Narendra Modi’s new Yoga initiative, starting with International Yoga Day, is a welcome break from India’s prior cultural lethargy. It marks a new era, a new India that honours its millennial civilisation and strives to share it. His government is introducing Yoga training into the schools at all levels, not limiting Yoga to exercise, but including pranayama and meditation. Modi’s new India is a rebirth of yogic India from its classical era of world influence.
True education does not consist merely of imparting data, but requires awakening a higher intelligence that can use the information properly. This is where the Indic model of education as developing awareness, focus and concentration remains important.
Continuing Challenges to Overcome
Today, there is a cultural battle occurring in the media and academia, in which India’s civilisational views are poorly represented. India’s yogic culture is under siege, in India itself, with campaigns against Hindu practices and festivals, a neglect of temples, and a demeaning of Hindu symbols and deities. This extends to attacks on vegetarianism and denigrating Yoga practices, particularly by the left in Kerala and West Bengal.
It is imperative that India expands its yogic culture as its soft power and civilisational strength, both for national unity and to gain the proper place in the world for its magnificent heritage.
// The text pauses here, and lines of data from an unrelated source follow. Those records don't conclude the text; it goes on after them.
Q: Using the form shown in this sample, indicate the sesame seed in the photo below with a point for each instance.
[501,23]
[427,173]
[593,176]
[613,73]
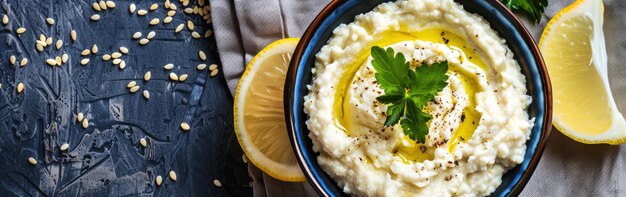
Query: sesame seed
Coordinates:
[110,4]
[80,116]
[116,55]
[134,89]
[85,52]
[20,30]
[213,67]
[50,21]
[20,87]
[201,67]
[202,55]
[73,35]
[154,21]
[64,147]
[132,8]
[154,6]
[137,35]
[143,142]
[65,57]
[173,77]
[217,183]
[23,62]
[32,161]
[147,76]
[51,62]
[173,175]
[168,66]
[59,44]
[96,6]
[179,28]
[85,123]
[146,94]
[159,179]
[167,20]
[144,41]
[190,25]
[95,17]
[195,35]
[151,35]
[124,50]
[185,126]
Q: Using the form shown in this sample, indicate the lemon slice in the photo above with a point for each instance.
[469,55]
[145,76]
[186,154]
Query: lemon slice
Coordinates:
[573,48]
[259,118]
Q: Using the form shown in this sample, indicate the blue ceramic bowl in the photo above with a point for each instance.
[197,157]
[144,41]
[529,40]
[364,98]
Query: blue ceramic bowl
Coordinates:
[343,11]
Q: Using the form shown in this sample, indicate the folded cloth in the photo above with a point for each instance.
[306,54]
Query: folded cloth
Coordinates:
[567,168]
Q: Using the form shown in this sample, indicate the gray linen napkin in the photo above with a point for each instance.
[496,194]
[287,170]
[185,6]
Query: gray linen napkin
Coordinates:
[567,168]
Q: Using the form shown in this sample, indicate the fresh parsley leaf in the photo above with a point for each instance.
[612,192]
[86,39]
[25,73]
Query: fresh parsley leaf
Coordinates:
[533,7]
[407,91]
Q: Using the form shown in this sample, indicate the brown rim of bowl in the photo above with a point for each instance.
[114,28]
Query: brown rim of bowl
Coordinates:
[545,79]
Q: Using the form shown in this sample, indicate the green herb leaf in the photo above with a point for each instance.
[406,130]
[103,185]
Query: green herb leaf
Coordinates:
[533,7]
[407,91]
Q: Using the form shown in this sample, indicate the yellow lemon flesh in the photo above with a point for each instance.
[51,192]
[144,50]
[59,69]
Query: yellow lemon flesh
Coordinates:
[573,48]
[258,112]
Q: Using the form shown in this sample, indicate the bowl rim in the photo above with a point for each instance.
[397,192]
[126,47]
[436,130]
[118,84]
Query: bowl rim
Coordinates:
[332,6]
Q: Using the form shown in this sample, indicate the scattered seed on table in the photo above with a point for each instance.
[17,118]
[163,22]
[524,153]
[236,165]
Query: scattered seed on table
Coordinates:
[146,94]
[147,76]
[20,30]
[195,35]
[158,180]
[155,21]
[151,35]
[85,123]
[217,183]
[50,21]
[134,89]
[132,8]
[65,57]
[137,35]
[179,28]
[202,55]
[64,147]
[116,55]
[124,50]
[59,44]
[201,67]
[106,57]
[144,41]
[23,62]
[73,35]
[185,126]
[143,142]
[20,87]
[173,175]
[168,66]
[190,25]
[167,20]
[96,6]
[95,17]
[80,116]
[32,161]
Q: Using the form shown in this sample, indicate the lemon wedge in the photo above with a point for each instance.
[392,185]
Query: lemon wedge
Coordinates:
[573,47]
[259,119]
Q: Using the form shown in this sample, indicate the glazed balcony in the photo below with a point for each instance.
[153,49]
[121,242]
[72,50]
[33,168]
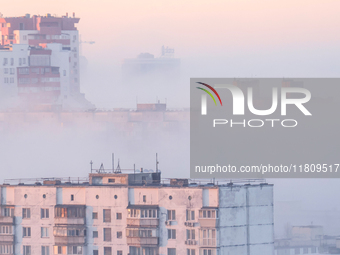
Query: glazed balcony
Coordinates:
[142,241]
[69,240]
[6,220]
[142,222]
[208,222]
[69,221]
[6,239]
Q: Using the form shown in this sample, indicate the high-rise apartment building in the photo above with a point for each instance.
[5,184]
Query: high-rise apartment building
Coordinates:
[136,214]
[58,36]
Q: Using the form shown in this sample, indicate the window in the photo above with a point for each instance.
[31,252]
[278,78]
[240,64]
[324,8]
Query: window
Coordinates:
[8,212]
[6,249]
[171,233]
[44,232]
[191,252]
[208,237]
[171,215]
[5,229]
[26,213]
[144,213]
[74,250]
[24,70]
[26,232]
[107,251]
[135,232]
[44,213]
[45,250]
[171,251]
[26,250]
[59,249]
[107,234]
[209,214]
[106,215]
[208,252]
[70,212]
[190,215]
[191,234]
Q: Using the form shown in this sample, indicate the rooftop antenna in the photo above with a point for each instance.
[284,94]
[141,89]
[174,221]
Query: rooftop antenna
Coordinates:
[157,163]
[101,168]
[118,170]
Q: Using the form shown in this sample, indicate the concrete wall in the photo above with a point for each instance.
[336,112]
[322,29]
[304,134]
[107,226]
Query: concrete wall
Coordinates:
[246,220]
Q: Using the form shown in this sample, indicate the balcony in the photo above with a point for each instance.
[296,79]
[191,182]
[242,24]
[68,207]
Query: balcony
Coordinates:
[207,242]
[6,239]
[142,241]
[142,222]
[191,242]
[208,222]
[76,240]
[69,221]
[6,220]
India needs to develop according to its own cultural ethos, which is not merely to become another nation like those of the West or the Middle East.
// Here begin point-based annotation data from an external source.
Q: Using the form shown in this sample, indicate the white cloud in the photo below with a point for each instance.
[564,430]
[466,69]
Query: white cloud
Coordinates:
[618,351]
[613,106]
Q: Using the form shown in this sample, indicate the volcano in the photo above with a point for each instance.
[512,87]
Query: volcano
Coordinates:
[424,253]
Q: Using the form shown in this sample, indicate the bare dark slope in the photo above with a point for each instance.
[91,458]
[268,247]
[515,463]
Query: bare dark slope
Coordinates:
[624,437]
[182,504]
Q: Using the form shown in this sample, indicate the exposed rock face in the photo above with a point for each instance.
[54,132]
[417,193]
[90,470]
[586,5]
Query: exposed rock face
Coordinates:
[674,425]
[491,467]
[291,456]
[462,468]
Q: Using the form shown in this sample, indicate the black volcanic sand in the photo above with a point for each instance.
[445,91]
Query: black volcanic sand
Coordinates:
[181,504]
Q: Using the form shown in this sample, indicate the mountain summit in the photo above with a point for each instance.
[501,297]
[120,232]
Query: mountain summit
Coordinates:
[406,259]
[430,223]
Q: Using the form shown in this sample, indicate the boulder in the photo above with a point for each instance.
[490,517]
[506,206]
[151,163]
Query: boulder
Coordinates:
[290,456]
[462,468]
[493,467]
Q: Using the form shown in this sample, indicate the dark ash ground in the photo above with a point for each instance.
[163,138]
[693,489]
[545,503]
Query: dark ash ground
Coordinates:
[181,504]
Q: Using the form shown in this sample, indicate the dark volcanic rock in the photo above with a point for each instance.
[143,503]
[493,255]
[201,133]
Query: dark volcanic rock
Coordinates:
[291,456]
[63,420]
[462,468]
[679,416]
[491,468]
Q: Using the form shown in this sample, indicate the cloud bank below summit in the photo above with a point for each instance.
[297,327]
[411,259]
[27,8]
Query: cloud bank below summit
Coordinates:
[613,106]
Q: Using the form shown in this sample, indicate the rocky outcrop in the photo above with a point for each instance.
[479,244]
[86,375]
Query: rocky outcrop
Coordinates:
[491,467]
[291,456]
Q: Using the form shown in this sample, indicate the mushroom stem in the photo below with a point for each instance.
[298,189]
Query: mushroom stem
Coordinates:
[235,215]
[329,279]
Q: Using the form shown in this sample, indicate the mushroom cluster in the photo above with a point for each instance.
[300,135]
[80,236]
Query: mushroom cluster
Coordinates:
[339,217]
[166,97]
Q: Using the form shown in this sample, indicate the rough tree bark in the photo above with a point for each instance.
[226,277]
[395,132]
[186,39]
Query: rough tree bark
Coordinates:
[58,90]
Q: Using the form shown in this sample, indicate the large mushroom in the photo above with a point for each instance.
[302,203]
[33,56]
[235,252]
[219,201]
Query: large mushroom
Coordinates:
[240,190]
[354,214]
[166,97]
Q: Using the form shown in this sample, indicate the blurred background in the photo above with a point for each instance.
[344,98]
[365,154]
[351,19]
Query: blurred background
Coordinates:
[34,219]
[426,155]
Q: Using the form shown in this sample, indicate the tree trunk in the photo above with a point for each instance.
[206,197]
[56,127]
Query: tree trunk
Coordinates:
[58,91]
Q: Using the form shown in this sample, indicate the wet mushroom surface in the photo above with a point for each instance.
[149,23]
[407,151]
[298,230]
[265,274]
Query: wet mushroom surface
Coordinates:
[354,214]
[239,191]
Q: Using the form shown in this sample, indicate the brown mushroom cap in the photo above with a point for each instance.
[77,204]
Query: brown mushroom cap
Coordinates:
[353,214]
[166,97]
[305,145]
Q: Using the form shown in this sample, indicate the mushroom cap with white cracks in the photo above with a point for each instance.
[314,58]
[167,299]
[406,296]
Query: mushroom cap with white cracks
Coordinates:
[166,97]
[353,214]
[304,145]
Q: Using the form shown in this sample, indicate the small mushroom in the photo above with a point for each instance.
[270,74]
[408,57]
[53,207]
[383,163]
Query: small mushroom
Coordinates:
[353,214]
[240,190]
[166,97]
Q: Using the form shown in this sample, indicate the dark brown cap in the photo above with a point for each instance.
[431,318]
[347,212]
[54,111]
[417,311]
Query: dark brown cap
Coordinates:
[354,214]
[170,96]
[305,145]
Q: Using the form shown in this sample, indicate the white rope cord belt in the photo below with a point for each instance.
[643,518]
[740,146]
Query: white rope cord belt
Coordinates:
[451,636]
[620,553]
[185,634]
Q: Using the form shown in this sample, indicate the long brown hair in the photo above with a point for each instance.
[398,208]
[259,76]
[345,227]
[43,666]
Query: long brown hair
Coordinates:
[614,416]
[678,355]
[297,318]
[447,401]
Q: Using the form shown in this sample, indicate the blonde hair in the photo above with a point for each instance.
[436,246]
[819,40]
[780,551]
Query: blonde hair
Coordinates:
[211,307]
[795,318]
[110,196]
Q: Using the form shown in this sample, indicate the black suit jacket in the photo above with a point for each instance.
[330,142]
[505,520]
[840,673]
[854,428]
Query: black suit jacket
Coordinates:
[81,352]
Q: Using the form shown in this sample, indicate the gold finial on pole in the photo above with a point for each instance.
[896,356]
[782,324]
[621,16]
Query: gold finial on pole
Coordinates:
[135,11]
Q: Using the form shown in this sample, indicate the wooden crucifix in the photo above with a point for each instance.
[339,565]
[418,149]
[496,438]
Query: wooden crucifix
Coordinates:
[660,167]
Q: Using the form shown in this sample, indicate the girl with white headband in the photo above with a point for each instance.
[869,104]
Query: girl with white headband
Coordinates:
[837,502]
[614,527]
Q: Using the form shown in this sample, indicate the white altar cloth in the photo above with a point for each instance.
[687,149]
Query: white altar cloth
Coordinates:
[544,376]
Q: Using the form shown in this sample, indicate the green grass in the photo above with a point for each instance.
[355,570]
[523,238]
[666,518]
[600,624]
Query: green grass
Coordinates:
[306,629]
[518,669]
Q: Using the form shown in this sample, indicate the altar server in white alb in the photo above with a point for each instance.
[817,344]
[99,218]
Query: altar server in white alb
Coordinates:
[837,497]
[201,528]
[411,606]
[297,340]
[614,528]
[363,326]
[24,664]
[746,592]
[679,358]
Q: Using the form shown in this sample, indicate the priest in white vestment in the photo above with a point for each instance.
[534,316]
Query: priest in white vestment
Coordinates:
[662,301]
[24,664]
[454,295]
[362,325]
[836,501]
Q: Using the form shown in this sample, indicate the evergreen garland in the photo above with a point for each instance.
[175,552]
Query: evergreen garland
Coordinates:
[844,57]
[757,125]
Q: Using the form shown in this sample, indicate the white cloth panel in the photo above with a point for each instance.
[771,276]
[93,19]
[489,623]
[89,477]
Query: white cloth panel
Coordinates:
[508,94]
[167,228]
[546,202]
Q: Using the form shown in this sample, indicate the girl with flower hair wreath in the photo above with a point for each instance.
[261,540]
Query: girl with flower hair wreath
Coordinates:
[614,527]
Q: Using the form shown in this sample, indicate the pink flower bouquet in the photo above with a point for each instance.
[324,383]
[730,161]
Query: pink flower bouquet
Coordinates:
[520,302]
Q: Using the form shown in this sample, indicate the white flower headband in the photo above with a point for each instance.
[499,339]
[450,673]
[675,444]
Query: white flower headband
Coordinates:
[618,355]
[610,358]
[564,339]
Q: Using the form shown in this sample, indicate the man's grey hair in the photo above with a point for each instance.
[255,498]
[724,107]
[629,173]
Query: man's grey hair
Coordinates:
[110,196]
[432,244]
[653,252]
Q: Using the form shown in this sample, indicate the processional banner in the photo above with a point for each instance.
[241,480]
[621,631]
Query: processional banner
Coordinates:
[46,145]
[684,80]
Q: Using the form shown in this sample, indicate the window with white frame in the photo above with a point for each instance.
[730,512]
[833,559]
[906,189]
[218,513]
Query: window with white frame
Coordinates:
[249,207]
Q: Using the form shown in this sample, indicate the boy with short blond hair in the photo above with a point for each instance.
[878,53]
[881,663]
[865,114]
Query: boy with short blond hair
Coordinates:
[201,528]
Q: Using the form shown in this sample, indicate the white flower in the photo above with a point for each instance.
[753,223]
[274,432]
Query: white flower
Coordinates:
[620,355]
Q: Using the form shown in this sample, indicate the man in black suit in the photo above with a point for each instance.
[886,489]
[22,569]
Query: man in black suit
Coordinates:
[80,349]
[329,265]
India’s soul is yogic and its awakening can motivate humanity to a higher consciousness, not simply to a better technology or commercial expertise. This new yogic India is arising today and the time is ripe to take it to a new level of empowerment. Expanding yogic teachings and values into education and into the media remains crucial to the process.
India’s enduring civilisational shakti holds many untapped transformational forces. As it spreads once more, this Yoga shakti can make the entire world more enlightened and more deeply cognisant of the whole of life.
— Vedacharya Dr David Frawley, an American with Indian mind and soul, has helped empower people through his studies, translations and interpretations of the Vedas. He has published nearly 30 books in 20 languages on Dharma, Yoga, Ayurveda, and Vedic Studies. Founder of the American Institute of Vedic Studies, Dr Frawley has studied Veda, Ayurveda, Jotisha, Tantra and Sanskrit.